ChatGPT and large language models for systematic review tasks: What are the opportunities for improvement?

Session Type
Oral presentation
Evidence synthesis innovations and technology
Qureshi R1, Shaughnessy D1, Gill K2, Robinson K3, Li T1, Agai E4
1University of Colorado Anschutz Medical Campus, United States
2University of Pittsburgh, United States
3Johns Hopkins University, United States
4PICO Portal, United States

Background: The advancement of Artificial Intelligence (AI) assisted technologies leave many wondering about the current capabilities, limitations, and opportunities for integration into scientific endeavors. Large language models (LLM) – such as ChatGPT, designed by OpenAI – have recently gained widespread attention with their ability to respond to various prompts in a natural-sounding way. Systematic reviews (SRs) utilize secondary data and often require many months and tens to hundreds of thousands of dollars to complete, making them attractive grounds for developing AI-assistive technologies.
Objectives: To evaluate the responses of ChatGPT to SR tasks to assess applicability, correctness, and potential usefulness to reviewers.
Methods: We gave ChatGPT a set of SR tasks during a live webinar attended by over 400 people and evaluated the responses, considering our own expertise and attendees’ comments.

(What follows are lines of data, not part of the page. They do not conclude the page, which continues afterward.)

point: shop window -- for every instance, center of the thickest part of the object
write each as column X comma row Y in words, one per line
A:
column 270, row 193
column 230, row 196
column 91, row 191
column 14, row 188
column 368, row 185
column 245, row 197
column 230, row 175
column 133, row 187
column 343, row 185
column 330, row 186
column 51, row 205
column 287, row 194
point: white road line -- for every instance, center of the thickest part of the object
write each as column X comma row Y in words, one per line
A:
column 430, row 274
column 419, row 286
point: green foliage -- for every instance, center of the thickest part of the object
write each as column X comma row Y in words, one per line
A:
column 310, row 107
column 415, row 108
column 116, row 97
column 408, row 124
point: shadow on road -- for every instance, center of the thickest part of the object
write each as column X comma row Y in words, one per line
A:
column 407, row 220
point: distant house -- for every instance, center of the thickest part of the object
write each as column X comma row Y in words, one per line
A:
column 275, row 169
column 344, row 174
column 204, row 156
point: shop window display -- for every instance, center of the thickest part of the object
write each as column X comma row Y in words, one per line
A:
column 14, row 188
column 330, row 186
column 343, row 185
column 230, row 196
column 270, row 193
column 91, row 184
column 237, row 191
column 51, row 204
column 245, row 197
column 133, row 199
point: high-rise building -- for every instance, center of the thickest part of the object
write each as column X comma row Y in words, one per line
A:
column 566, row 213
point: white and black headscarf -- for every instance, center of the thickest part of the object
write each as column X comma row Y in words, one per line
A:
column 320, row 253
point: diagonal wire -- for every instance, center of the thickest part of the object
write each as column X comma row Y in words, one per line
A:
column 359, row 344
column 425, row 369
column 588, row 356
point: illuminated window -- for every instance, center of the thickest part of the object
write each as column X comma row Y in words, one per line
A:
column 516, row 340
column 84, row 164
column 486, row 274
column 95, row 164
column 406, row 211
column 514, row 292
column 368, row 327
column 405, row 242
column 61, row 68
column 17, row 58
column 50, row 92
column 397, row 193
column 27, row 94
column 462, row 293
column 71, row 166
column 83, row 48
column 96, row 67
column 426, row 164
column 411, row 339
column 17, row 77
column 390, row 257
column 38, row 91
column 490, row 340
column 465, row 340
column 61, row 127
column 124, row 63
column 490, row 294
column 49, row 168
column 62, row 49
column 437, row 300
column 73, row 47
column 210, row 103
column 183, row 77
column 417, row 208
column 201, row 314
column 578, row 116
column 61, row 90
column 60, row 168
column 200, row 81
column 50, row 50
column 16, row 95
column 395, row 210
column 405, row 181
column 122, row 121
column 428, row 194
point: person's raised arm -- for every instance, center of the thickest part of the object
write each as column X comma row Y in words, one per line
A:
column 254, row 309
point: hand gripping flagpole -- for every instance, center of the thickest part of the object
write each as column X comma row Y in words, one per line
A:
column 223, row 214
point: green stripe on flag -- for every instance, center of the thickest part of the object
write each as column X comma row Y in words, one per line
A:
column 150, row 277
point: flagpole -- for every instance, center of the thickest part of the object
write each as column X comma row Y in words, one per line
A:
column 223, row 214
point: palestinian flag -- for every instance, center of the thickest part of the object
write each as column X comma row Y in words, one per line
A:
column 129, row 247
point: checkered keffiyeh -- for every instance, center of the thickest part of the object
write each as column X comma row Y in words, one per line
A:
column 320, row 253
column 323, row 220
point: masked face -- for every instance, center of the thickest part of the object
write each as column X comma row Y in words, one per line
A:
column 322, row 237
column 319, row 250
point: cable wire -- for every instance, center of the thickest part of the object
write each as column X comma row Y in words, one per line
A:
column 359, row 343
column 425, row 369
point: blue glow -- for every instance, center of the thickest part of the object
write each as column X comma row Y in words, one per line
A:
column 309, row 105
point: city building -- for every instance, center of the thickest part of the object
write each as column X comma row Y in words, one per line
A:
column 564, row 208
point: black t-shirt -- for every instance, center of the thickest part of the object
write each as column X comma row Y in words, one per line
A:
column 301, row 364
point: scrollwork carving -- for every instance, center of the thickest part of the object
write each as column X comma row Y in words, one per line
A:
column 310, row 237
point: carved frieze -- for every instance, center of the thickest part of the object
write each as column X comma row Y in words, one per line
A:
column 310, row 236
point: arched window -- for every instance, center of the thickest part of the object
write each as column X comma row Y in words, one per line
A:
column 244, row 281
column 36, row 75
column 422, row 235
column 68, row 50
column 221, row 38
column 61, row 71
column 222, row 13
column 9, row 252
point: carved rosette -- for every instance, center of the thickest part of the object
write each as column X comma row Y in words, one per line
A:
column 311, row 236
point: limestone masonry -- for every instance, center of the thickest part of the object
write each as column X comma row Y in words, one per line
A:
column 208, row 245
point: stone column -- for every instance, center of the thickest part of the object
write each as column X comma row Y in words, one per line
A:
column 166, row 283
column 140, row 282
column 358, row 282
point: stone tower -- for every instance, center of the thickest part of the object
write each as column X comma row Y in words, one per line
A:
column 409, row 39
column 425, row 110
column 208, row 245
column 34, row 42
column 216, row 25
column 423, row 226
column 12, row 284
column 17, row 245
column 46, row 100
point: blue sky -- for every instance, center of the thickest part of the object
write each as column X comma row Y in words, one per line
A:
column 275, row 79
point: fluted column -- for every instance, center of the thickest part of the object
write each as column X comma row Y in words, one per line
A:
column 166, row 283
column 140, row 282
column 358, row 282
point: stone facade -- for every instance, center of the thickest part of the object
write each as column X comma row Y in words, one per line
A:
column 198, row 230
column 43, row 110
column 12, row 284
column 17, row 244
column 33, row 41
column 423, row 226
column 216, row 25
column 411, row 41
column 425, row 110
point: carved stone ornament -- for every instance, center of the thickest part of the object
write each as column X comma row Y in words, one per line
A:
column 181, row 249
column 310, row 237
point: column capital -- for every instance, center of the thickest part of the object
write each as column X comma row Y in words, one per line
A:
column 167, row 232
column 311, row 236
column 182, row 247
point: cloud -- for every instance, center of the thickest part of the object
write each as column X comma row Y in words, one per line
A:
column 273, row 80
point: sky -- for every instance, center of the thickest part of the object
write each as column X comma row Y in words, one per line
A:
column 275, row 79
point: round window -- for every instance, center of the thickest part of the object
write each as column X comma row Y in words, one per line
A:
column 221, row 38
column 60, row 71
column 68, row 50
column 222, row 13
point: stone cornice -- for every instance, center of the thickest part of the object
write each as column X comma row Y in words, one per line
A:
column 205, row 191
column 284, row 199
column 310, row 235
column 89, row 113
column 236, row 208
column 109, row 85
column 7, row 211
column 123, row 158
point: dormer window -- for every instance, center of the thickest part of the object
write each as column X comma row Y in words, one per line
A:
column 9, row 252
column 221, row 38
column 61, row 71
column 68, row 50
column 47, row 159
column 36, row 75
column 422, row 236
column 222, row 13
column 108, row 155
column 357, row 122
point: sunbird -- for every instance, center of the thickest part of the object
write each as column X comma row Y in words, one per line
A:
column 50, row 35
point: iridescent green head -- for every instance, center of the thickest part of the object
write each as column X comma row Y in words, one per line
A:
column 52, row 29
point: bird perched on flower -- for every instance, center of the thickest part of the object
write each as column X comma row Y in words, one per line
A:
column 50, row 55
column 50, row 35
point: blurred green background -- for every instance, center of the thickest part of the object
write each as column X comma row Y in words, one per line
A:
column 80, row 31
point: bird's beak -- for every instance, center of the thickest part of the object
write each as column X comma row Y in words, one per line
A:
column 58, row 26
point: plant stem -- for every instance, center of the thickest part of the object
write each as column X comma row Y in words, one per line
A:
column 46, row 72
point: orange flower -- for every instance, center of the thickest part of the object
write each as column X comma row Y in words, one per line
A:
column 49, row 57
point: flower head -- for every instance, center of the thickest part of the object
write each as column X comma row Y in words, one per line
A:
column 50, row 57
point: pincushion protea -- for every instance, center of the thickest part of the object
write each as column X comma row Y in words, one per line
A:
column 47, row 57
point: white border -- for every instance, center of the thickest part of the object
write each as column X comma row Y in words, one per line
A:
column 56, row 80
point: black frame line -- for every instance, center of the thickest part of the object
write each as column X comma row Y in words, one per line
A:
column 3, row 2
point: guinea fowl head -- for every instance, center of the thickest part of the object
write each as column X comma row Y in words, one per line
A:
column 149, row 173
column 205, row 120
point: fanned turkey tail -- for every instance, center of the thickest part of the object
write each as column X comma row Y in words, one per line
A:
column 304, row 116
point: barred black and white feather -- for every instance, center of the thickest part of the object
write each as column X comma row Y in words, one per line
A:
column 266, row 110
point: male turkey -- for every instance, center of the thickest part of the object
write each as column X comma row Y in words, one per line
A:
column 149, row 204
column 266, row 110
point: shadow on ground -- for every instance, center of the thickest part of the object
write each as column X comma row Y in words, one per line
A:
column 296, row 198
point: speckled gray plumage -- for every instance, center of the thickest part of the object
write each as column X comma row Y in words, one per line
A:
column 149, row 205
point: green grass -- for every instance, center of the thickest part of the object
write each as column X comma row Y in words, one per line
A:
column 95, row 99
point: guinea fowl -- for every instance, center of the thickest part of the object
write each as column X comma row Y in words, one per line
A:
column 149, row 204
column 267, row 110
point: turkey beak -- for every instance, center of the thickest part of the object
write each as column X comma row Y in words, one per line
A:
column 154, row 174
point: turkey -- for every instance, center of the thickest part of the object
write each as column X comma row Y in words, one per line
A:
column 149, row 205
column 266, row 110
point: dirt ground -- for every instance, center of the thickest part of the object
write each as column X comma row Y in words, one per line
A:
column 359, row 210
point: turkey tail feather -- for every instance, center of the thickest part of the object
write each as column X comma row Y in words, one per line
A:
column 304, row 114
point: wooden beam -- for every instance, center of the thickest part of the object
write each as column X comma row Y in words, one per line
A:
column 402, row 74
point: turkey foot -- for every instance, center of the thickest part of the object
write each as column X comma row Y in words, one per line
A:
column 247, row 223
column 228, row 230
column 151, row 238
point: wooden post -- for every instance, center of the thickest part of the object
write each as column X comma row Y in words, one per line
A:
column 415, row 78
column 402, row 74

Results: When tasked with developing an SR question and eligibility criteria, ChatGPT appropriately formulated a structured question based on the requested PICO elements and produced criteria related to PICO, study design, language, and publication dates. ChatGPT failed to write a PubMed search strategy for a given SR question: while the output matched the structural components of a search, it was unusable due to fabricated pseudo-MeSH terms and inappropriate and incorrect filters. When tasked with screening 27 titles for a given question, ChatGPT correctly identified 8/10 eligible articles while also including one ineligible article. When tasked with summarizing multiple abstracts, ChatGPT accurately identified relevant results from 2/3, but misidentified background information from the third as results. In all tasks, ChatGPT’s response required interpretation and expertise to assess validity. Many attendees expressed hesitancy and distrust of ChatGPT for completing SR tasks.

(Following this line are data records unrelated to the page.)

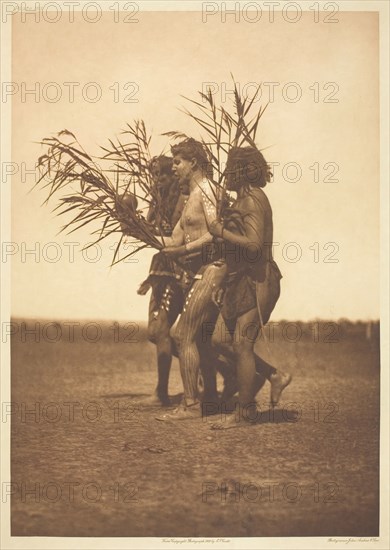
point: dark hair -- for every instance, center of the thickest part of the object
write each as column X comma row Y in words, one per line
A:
column 251, row 164
column 190, row 149
column 165, row 164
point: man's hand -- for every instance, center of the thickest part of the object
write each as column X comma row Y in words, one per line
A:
column 217, row 297
column 174, row 252
column 216, row 228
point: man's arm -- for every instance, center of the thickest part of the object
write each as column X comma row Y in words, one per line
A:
column 177, row 237
column 254, row 228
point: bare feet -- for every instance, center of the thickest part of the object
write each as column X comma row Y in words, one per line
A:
column 182, row 412
column 157, row 400
column 231, row 421
column 279, row 381
column 144, row 288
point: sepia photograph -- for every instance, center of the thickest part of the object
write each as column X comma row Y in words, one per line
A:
column 194, row 274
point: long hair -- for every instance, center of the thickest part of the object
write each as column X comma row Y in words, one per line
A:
column 251, row 166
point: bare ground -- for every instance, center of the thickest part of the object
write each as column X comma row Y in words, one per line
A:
column 110, row 469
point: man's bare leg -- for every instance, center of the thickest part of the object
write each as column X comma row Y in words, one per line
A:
column 251, row 369
column 198, row 309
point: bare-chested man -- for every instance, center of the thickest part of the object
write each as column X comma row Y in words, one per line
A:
column 166, row 301
column 253, row 282
column 189, row 237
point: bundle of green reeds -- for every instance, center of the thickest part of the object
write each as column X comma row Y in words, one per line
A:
column 224, row 130
column 93, row 196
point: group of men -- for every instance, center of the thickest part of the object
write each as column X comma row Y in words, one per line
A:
column 216, row 275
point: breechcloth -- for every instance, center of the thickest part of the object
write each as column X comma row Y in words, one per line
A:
column 244, row 293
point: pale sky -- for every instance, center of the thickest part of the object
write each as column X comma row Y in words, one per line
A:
column 172, row 54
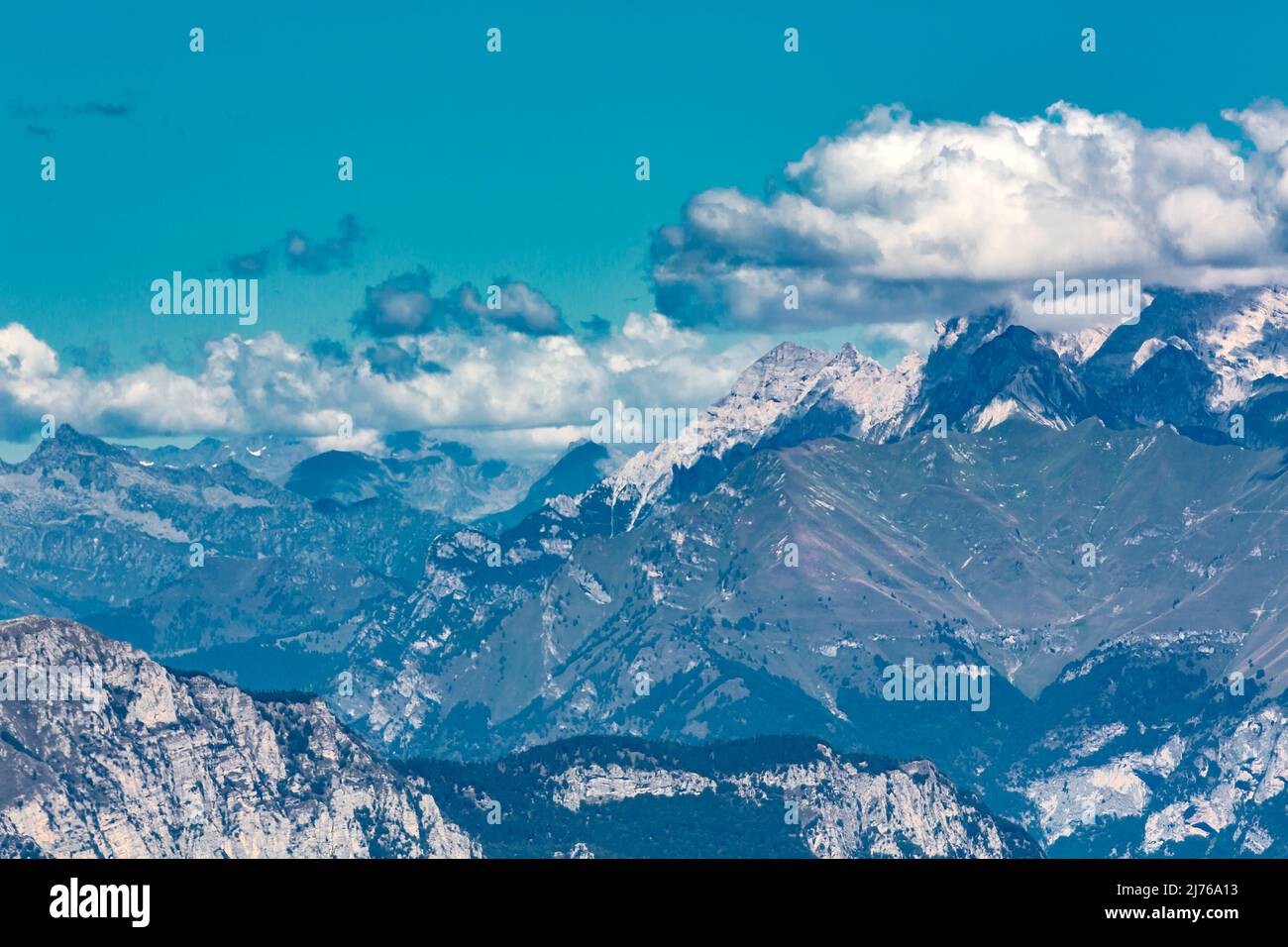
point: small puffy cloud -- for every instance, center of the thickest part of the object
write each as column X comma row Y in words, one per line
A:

Conclusions: While ChatGPT and LLMs show some promise for aiding in SR tasks, the technology is in its infancy and needs development for such applications. In addition, great caution should be taken by all, particularly non-content experts, to critically evaluate any content produced by LLMs due to much of the output appearing, at a high level, to be valid, while some was erroneous and in need of active vetting. Consumer involvement: The webinar was public; anyone could attend and comment.